Portrait of Japanese diplomat Matsuki Koan, made during a mission to Europe
PRICE
€
5500
Robert Severin. [Photographic portrait of Japanese diplomat and rangakusha Matsuki Koan (Terashima Munenori)]. The Hague, Robert Severin, [June or July 1862].
Oval albumen print (20,6 x 15,8 cm), mounted on card (28,4 x 22,4 cm), blind-stamped "R. Severin La Haye". With a ticket on the back with royal coat of arms: "R[obert] Severin photographe du roi, 109 Noordeinde, La Haye". The sitter is identified at the back in pencil: "Matsuki / Mátsŭki Koan" and in a different hand: "Geneesheer bij het Japansch / Gezantschap in 1861[!]". In very good condition.
A rare, large photographic portrait of Matsuki Koan (1832-1893), who later adopted the name Terashima Munenori, a Japanese diplomat and "rangakusha" who visited The Netherlands as part of a diplomatic mission in the summer of 1862.
In the 1860s, Japan was in the process of transforming its feudal Tokugawa shogunate with its typical isolationist foreign policy ("sakoku") into a modern empire. As part of this process, Japan sent a diplomatic mission to Europe in 1862, led by Takenouchi Yasunori. Matsuki Koan was chosen to take part in this mission, which visited France, the Netherlands, Belgium, Russia, Portugal and Great Britain.
Matsuki was born in a town on the coast of the East China Sea and adopted at the age of five by his uncle Matsuki Muneyasu (Juan), who had studied in Nagasaki with the great Philipp Franz von Siebold. In Nagasaki, surrounded by scholars and scientists, Matsuki learned Dutch with the help of several interpreters employed at Dejima.
After his uncle's death in 1845, Matsuki received extensive training in rangaku, or Dutch studies, in Edo, the shogun's capital. In the years following his education, he worked as a teacher and translator, and even helped develop the first Japanese steamship. After the Meiji Restoration in 1867, he took on several political functions and became foreign minister in 1873.
On 1 July 1862, the Takenouchi embassy was officially received by King William III at Noordeinde Palace in The Hague. And on 30 June and 1 July all members of the embassy were portrayed by famed photographer Robert Heinrich Wilhelm Severin (1839-ca.1883), who had his studio at 109 Noordeinde, near the royal palace. Severin had asked William III for permission to use the royal coat of arms in early 1861. This permission was granted to him on 3 May 1861. From then on, Severin called himself "photographe du roi", indicating that he was the official purveyor to the court.
The portraits of the members of the embassy were compiled in an album that was presented to the king (now held at the Koninklijke Verzamelingen).
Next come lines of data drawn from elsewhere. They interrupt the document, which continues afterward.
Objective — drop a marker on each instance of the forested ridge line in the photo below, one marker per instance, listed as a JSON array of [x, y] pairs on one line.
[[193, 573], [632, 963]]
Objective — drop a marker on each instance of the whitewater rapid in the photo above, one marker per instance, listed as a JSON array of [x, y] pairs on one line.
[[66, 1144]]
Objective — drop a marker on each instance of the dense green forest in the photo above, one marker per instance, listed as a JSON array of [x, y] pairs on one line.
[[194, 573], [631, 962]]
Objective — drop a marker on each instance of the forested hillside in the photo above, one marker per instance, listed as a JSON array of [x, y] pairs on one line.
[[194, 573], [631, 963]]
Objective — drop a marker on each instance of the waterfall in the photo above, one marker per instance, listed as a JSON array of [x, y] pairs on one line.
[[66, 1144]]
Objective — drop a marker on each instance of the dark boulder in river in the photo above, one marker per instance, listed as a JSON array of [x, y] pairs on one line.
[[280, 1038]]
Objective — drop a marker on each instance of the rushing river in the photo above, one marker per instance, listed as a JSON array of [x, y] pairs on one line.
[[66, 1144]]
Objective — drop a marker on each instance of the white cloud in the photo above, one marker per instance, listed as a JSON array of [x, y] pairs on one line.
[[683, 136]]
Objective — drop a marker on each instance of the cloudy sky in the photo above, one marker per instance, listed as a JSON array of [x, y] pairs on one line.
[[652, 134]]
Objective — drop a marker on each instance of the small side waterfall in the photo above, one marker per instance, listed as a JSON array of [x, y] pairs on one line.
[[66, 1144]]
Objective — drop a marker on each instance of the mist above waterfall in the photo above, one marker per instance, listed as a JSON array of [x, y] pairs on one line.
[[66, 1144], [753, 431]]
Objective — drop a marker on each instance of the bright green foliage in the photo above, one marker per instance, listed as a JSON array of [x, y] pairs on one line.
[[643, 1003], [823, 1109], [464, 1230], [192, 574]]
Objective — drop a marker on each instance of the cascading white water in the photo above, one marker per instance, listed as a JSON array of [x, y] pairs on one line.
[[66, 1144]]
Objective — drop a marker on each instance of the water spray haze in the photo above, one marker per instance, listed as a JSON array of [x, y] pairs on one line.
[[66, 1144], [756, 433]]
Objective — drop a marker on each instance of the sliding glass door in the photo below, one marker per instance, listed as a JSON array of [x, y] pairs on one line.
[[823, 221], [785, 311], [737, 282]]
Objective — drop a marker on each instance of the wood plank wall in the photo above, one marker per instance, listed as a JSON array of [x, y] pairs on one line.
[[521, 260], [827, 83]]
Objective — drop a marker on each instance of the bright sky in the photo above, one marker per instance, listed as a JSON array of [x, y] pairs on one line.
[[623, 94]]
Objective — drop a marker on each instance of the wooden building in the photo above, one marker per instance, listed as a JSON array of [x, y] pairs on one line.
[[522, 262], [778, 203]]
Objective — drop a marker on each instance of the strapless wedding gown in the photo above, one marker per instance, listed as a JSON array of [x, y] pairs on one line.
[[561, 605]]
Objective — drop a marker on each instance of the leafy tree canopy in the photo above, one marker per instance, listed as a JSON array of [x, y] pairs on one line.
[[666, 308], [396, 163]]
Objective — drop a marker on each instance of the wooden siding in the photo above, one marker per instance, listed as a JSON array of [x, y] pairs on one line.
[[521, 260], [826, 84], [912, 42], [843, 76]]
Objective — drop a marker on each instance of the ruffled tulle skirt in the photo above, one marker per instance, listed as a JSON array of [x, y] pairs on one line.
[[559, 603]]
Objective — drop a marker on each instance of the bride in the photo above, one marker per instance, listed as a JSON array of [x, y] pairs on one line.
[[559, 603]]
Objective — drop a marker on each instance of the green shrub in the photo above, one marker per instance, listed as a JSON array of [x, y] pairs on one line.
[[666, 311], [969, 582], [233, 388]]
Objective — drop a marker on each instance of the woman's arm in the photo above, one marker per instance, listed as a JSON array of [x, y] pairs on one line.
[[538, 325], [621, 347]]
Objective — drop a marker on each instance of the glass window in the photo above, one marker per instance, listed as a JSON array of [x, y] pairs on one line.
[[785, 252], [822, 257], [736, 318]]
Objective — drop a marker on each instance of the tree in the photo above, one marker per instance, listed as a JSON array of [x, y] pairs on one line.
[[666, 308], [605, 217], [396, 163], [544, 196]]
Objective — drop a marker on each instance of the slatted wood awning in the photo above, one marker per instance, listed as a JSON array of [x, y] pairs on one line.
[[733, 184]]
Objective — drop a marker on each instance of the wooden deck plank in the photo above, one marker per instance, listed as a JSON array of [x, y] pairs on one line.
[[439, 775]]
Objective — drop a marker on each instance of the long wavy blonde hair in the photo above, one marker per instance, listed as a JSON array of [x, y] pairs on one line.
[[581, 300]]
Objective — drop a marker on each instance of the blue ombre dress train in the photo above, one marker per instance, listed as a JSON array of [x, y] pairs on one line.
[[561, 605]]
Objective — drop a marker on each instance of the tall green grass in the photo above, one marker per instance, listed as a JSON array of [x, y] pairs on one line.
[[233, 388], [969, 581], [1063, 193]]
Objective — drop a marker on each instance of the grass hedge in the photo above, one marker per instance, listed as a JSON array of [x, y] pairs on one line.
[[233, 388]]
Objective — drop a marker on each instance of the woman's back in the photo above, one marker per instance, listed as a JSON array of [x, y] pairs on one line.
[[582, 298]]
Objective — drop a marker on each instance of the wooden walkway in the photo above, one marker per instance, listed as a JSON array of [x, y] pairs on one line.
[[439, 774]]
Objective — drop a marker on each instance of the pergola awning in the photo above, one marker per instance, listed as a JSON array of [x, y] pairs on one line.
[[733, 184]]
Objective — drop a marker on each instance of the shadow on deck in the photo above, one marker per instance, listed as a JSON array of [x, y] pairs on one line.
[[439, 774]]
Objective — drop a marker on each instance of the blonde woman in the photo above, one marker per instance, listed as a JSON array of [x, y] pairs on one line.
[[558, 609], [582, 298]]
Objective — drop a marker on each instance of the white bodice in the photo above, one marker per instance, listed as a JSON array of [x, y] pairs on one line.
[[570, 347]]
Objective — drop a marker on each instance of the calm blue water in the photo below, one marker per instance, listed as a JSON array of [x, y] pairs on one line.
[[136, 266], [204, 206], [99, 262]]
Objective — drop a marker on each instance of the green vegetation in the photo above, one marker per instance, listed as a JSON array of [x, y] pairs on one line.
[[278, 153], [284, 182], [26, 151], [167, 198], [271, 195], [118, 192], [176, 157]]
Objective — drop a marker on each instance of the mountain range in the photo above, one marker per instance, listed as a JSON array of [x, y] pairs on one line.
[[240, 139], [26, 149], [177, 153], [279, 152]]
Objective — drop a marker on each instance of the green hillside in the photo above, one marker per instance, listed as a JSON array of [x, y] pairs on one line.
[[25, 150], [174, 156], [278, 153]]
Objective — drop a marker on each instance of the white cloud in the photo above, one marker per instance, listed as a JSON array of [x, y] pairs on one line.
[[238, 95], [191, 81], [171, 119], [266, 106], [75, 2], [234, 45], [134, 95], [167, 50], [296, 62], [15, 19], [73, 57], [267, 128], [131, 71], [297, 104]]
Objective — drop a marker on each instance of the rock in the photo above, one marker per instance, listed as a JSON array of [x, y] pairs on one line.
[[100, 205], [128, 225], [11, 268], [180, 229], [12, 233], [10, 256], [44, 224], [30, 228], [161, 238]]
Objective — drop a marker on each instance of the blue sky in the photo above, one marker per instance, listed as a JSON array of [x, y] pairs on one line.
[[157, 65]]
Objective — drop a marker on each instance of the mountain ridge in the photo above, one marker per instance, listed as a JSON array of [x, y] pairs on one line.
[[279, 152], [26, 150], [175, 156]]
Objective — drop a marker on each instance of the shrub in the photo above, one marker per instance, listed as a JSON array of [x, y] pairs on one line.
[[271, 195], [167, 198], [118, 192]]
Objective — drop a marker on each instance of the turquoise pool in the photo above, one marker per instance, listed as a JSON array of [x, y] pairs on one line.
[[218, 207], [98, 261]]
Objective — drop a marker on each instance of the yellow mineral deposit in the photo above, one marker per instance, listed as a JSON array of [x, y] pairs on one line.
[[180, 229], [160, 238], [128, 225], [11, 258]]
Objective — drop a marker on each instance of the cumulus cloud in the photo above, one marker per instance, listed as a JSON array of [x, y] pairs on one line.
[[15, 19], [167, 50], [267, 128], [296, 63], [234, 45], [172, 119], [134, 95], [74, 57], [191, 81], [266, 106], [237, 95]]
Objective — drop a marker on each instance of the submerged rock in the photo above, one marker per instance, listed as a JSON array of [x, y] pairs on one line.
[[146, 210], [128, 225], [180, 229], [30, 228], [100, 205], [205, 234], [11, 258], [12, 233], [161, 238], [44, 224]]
And according to an advert in the newspaper Dagblad van Zuidholland en ‘s Gravenhage (8 July 1862) the photos were also for sale at Severin's studio:
"[…] de goed gelijkende Portretten der leden van het Japansch Gezantschap, in den vorm van Cartes de Visite en in groepen van grooter formaat, door hem naar de natuur vervaardigd, zijn verkrijgbaar bij R. Severin, Photograaf des Konings."
We have found one other portrait of Matsuki by Severin: a carte-de-visite, of which one copy is held in the National Maritime Museum, Amsterdam (object ID S.0716(09)), and a second in the Koninklijke Verzamelingen. The latter is also pictured in Herinneringen aan Japan (1987), p. 231. Presumably, this is the portrait that was included in the album that was presented to King William III.
We have not been able to locate another copy of the present photograph. Large photographs by Severin are rare: his work mainly survives in ca. 100 portraits in carte-de-viste format.